It is all about perception. How does Nadella perceive Microsoft, and its opportunities in the market? Can he transform both how the public and how corporations perceive Microsoft?


Cloud platform
Cloud computing is widely considering the new computing genre and Nadella has personally led Microsoft's foray, with Azure, its cloud platform. Wisely he turned a blind eye to his prior boss's "Windows Everywhere" marketing campaign of last summer, by instead ensuring that Azure works well with all technologies. Azure has been one of Microsoft's more recent successes, playing well in the face of cloud offerings from its competitors.

But the cloud computing industry has a very major challenge. The rest of the world now largely perceives that US cloud providers may no longer be benign partners. At least one major cloud provider is trying to convince the public that personal privacy is dead, and they should just “get over it”. As a consequence of the Snowden revelations, there is a perception that the US government routinely peruses consumer and commercial data uploaded to US cloud providers. Some perceive that the US government may even not only collect foreign, commercially sensitive, information but on occasion also quietly disclose this for the direct benefit of US competitors.

Could a cloud vendor emerge which does not routinely read the data of its users, and equally which ensures that all data, under every possible circumstance, are always highly secure? Gross loss of privacy does in fact matter to many users. Confidentiality certainly does matter to most corporations. A global, trustworthy, technology-neutral cloud computing platform has yet to be offered: given his past stewardship of Azure, could Nadella so innovate and thus transform Microsoft?

It is all about perception: what is Nadella’s vision for Microsoft?

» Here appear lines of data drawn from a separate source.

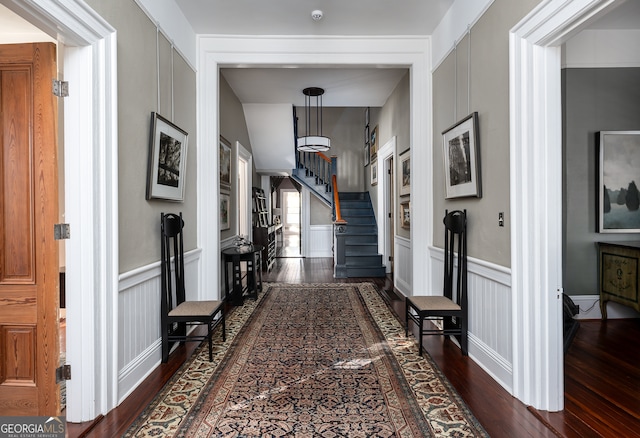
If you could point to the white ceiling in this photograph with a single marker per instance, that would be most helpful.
(343, 87)
(293, 17)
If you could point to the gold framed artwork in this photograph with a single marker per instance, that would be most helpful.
(405, 173)
(405, 214)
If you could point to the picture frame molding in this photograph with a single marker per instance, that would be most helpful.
(609, 160)
(471, 186)
(405, 166)
(161, 131)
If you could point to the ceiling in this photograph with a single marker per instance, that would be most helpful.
(293, 17)
(344, 87)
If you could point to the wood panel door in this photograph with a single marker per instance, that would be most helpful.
(29, 267)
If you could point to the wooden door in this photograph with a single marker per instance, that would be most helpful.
(29, 267)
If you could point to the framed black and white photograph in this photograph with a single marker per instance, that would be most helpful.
(618, 193)
(225, 164)
(405, 173)
(225, 200)
(166, 174)
(374, 143)
(367, 156)
(374, 172)
(461, 152)
(405, 214)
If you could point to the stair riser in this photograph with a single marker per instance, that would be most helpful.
(363, 260)
(354, 240)
(365, 272)
(351, 211)
(359, 220)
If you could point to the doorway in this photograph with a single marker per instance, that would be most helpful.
(291, 225)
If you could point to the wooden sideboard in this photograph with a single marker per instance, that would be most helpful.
(618, 274)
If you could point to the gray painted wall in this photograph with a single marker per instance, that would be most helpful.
(394, 120)
(594, 99)
(139, 219)
(480, 62)
(233, 127)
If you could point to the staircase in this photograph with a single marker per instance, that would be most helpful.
(356, 250)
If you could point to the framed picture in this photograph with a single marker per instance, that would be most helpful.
(462, 159)
(224, 211)
(374, 172)
(405, 214)
(618, 194)
(374, 143)
(367, 156)
(367, 136)
(405, 173)
(166, 173)
(225, 164)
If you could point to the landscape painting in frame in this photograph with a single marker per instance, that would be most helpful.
(167, 160)
(462, 159)
(619, 176)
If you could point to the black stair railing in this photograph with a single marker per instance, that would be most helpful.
(316, 165)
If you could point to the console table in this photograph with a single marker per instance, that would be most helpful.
(248, 281)
(618, 274)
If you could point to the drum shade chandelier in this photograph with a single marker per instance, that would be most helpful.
(313, 141)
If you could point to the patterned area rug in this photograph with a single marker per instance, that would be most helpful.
(308, 360)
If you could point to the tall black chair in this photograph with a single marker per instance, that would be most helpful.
(450, 308)
(177, 313)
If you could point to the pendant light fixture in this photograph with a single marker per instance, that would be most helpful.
(313, 141)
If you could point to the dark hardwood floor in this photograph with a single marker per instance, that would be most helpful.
(602, 376)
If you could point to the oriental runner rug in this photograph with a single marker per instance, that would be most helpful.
(306, 360)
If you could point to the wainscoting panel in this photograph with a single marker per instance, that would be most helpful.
(402, 265)
(490, 323)
(320, 240)
(139, 341)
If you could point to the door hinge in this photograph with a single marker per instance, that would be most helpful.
(63, 373)
(60, 88)
(61, 231)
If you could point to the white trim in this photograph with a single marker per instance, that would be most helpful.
(308, 51)
(90, 117)
(387, 151)
(243, 154)
(305, 222)
(403, 267)
(536, 197)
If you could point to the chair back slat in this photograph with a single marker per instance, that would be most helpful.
(455, 241)
(172, 249)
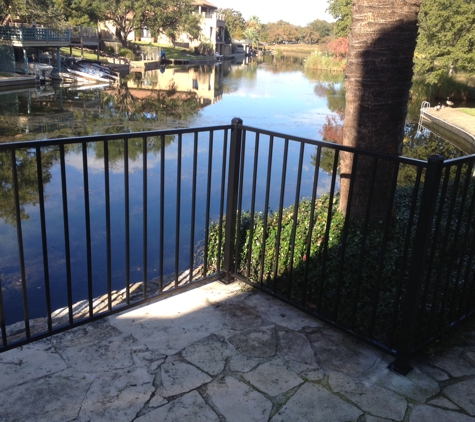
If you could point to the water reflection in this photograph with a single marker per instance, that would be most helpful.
(272, 92)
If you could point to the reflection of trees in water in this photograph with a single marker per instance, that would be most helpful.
(26, 165)
(284, 63)
(27, 179)
(147, 106)
(116, 152)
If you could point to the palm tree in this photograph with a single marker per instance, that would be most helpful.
(252, 36)
(378, 78)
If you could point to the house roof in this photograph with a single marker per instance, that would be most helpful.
(204, 3)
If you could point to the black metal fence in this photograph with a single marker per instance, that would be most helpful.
(229, 202)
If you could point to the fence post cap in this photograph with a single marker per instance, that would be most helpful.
(236, 121)
(436, 157)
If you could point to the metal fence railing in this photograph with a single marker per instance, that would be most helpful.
(99, 224)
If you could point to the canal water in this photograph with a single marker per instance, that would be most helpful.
(272, 93)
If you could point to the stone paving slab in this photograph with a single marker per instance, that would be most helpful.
(226, 353)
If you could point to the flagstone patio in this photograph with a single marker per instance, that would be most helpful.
(227, 353)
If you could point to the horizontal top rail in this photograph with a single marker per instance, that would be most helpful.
(25, 34)
(109, 137)
(401, 159)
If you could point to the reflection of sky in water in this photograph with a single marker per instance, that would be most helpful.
(283, 102)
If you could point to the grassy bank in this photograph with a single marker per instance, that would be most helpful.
(321, 61)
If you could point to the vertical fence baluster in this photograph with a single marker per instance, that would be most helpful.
(416, 271)
(253, 205)
(281, 210)
(208, 203)
(221, 200)
(108, 225)
(162, 209)
(231, 211)
(266, 207)
(145, 219)
(295, 220)
(41, 196)
(21, 251)
(178, 210)
(193, 207)
(127, 220)
(67, 249)
(87, 214)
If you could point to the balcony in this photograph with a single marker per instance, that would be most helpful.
(100, 225)
(226, 353)
(34, 37)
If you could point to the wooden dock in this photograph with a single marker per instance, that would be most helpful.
(453, 125)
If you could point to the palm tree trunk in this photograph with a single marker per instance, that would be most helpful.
(378, 78)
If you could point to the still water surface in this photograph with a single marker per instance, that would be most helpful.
(274, 94)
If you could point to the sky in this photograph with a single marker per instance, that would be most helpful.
(296, 12)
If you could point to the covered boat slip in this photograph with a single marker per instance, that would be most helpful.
(22, 47)
(35, 50)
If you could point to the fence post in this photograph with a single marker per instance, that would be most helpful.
(404, 346)
(231, 202)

Way back in 1977, when only corporations and governments had computers, Bill Gates had an audacious vision of “a computer on every desk and in every home”. Today, many desks and homes in fact have more than just a single computer, and there are yet further computing devices now to be found in the pocket and in the handbag. When Gates promoted his vision, he realised the potential of personal computing. Does Nadella perceive a further leap forward for personal computing?

The newest trend in personal computing is towards “wearable computers”, including glasses. These use augmented reality to overlay the field of vision with computer-generated graphics. However, the current augmented vision devices in general are clumsy, fragile, expensive, and have both short battery lives and relatively poor quality graphics.


Augmented retailing
But the potential is enormous. One can envisage augmented assistance – in which guidance such as directions are overlaid directly in your field of view; augmented advertising – in which adverts are generated and overlaid on real world objects; augmented retailing – in which you can see how a product might look say in your home; or even augmented fashion – in which you can change what you look like to other people who have similar augmented vision devices. Microsoft already has established a leadership position in home entertainment via its Xbox One offering: could Nadella lead Microsoft to innovate into a pragmatic augmented reality product? Can Nadella finesse how computers and people combine to together see the real world?

A vision for the new Microsoft? It is all about perception.